I understand that times are hard for filmmakers and theaters alike. (Things aren’t that easy for journalists, either.) Making a film for giant screens entails financial risks, and producers and distributors need to find as many venues as possible for their films. It seems clear from the recent experience of SK FilmsFlight of the Butterflies that a film can be successful in multiple venues — flat and dome GS theaters, fulldomes, and smaller digital theaters — if it is made with all of those venues in mind. It is expensive, time consuming, and technically challenging, but it can be done.

On the other hand, there is no excuse for taking a film that was made for television, or by people with no experience in the GS world (regardless how many TV shows they’ve made), and simply blowing it up to the giant screen. This has happened and is continuing to happen, and it is nothing less than a betrayal of the stakeholders in the GS industry: filmmakers, theaters, and ultimately, audiences. Such films may make money, but at what cost?

I certainly don’t mean to say that most, or even many, of the films presented in Austin fell into this category. Indeed, many of the films in production and development looked extremely promising, such as the four or five projects that BBC Earth is producing.

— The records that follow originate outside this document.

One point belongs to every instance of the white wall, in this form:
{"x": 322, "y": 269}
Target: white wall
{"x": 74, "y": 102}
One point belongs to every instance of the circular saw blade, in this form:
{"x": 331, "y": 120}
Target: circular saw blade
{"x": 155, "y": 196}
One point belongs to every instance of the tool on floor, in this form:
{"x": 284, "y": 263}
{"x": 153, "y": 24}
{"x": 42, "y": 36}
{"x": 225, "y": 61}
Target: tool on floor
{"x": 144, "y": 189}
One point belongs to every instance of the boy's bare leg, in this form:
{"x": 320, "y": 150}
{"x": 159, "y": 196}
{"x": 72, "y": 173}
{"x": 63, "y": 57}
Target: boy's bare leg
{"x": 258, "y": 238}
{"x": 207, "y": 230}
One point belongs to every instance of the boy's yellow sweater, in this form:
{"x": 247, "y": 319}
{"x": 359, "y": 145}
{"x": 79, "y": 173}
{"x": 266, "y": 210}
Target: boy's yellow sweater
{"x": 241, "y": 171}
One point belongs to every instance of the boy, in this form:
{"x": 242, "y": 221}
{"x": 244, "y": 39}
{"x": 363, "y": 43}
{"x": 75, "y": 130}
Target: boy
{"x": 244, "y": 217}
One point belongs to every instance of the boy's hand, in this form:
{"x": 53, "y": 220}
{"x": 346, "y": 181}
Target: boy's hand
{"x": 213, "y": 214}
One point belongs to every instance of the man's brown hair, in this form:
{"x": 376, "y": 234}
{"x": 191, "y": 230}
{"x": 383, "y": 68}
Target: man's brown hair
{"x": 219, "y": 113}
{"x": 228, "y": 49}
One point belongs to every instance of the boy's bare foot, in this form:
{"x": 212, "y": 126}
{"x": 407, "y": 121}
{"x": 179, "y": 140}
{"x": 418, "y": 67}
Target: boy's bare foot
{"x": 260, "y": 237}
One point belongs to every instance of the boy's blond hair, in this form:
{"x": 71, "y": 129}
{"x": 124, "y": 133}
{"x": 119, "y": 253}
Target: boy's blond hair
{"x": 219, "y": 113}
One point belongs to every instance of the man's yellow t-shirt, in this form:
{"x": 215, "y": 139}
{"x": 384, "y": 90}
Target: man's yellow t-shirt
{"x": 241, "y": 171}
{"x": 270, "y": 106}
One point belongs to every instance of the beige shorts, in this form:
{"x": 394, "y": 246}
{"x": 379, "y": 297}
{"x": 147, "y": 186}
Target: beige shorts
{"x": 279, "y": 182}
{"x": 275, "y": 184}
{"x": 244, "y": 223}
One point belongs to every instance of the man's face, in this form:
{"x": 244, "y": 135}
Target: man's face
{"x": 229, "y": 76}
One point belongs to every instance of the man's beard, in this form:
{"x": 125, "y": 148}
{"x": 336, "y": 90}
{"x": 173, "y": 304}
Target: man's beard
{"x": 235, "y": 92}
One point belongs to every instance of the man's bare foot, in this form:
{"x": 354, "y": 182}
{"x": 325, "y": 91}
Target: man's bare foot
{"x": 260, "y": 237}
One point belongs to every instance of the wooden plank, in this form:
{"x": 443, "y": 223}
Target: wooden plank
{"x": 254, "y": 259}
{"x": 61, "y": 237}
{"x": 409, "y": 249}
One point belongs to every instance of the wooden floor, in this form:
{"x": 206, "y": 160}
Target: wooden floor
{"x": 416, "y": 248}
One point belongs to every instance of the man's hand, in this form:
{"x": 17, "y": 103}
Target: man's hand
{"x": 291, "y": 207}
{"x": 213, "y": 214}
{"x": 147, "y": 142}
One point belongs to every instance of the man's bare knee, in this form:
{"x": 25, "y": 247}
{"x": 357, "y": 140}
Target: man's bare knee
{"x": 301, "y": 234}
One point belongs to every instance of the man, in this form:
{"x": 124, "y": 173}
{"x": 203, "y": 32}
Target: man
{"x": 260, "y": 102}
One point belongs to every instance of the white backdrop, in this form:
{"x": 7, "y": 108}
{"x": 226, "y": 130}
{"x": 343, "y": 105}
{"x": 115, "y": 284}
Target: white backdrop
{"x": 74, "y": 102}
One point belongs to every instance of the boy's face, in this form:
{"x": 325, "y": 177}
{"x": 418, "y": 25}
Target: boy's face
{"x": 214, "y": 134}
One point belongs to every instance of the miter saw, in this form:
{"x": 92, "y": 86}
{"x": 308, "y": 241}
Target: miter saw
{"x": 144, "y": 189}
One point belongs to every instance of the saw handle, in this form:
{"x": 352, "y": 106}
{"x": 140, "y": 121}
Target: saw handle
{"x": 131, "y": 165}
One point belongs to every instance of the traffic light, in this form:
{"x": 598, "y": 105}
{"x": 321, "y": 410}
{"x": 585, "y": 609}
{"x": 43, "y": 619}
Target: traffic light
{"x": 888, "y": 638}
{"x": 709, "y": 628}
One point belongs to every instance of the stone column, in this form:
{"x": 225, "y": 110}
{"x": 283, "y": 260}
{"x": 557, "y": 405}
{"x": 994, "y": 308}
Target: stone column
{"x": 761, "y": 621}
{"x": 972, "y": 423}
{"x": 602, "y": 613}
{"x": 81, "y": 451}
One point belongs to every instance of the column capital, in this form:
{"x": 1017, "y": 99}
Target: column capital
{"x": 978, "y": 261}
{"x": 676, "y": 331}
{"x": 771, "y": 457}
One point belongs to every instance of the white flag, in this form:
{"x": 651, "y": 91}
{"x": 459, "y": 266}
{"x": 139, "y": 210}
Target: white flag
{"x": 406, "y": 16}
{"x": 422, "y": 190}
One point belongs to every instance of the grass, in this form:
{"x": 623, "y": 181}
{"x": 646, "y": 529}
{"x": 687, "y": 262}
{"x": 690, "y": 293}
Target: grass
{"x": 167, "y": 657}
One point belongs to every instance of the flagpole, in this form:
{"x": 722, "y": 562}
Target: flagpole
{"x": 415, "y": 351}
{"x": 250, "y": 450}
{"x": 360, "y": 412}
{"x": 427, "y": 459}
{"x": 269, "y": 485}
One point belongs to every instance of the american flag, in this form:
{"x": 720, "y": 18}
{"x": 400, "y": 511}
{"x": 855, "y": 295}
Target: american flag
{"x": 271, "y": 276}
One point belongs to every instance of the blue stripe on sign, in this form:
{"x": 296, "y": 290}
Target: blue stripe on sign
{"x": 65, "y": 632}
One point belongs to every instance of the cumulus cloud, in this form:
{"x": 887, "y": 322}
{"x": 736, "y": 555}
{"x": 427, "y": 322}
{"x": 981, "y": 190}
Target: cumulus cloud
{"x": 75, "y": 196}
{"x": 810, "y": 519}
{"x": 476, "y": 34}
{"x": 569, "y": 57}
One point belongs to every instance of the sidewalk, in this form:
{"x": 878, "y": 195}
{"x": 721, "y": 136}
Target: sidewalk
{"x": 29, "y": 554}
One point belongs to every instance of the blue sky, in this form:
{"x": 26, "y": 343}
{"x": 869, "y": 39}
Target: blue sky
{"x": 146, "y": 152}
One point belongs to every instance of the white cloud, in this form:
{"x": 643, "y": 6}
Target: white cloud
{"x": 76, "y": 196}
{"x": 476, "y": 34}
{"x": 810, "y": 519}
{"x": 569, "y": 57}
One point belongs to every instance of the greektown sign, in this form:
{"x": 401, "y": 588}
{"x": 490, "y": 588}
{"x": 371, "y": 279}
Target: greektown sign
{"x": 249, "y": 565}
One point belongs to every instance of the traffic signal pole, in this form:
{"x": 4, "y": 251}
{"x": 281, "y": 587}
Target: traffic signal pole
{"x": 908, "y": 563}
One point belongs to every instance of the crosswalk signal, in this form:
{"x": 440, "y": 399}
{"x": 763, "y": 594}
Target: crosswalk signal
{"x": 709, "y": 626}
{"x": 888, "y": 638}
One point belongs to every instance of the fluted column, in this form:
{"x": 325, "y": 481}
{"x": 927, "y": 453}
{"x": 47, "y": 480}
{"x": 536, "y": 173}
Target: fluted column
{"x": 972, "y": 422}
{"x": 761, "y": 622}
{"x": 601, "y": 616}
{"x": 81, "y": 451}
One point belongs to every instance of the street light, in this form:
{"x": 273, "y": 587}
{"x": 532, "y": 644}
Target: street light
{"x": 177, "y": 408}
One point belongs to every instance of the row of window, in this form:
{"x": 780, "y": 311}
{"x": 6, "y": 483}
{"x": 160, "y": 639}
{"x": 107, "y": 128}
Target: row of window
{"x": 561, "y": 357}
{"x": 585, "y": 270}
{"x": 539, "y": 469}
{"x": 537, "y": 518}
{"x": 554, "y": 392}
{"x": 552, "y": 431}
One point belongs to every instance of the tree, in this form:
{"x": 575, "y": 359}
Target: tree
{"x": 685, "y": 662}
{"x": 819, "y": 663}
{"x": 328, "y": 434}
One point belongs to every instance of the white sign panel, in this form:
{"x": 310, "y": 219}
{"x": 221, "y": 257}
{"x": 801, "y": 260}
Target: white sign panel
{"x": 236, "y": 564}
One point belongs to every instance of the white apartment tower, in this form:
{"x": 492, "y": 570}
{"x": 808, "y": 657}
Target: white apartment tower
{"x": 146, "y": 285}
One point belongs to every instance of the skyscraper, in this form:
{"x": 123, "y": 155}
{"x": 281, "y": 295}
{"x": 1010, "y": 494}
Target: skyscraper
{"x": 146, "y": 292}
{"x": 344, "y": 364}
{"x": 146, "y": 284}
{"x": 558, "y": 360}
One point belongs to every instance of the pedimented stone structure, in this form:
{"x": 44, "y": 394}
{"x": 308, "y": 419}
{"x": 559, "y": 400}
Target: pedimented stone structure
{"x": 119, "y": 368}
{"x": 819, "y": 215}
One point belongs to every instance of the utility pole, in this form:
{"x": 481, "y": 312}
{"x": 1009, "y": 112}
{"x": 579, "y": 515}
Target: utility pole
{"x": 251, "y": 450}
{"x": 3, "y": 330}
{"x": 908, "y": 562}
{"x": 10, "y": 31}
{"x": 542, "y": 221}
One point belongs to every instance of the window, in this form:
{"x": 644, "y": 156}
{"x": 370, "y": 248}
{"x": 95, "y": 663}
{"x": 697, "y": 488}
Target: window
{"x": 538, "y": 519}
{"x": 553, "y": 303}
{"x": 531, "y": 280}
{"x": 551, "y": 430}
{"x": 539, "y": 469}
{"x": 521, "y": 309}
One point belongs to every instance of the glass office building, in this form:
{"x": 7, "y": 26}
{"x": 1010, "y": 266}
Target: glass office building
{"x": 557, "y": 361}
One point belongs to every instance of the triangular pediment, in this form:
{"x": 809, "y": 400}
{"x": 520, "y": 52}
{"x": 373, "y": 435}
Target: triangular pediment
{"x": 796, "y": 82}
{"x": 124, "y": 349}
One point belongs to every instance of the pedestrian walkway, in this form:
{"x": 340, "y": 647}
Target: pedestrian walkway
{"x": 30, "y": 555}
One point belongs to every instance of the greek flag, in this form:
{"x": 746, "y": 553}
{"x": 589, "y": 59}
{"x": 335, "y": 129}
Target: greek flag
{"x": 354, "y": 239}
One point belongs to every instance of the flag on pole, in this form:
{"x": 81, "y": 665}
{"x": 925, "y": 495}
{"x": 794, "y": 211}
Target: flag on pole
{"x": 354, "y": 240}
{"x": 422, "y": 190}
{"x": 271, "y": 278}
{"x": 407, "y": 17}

Good films that use the giant screen well are still available and are still being made. Theaters should rush to book them, and avoid the ones that don’t live up to the highest standards of the GS medium. As long as substandard shows are not rewarded with bookings on giant screens, they will remain in the smaller venues to which they are best suited.

I welcome feedback from those whose films I have critiqued and from anyone else with an opinion to share on this matter. If I have made any errors of fact, I will, as always, publish a correction in the next issue.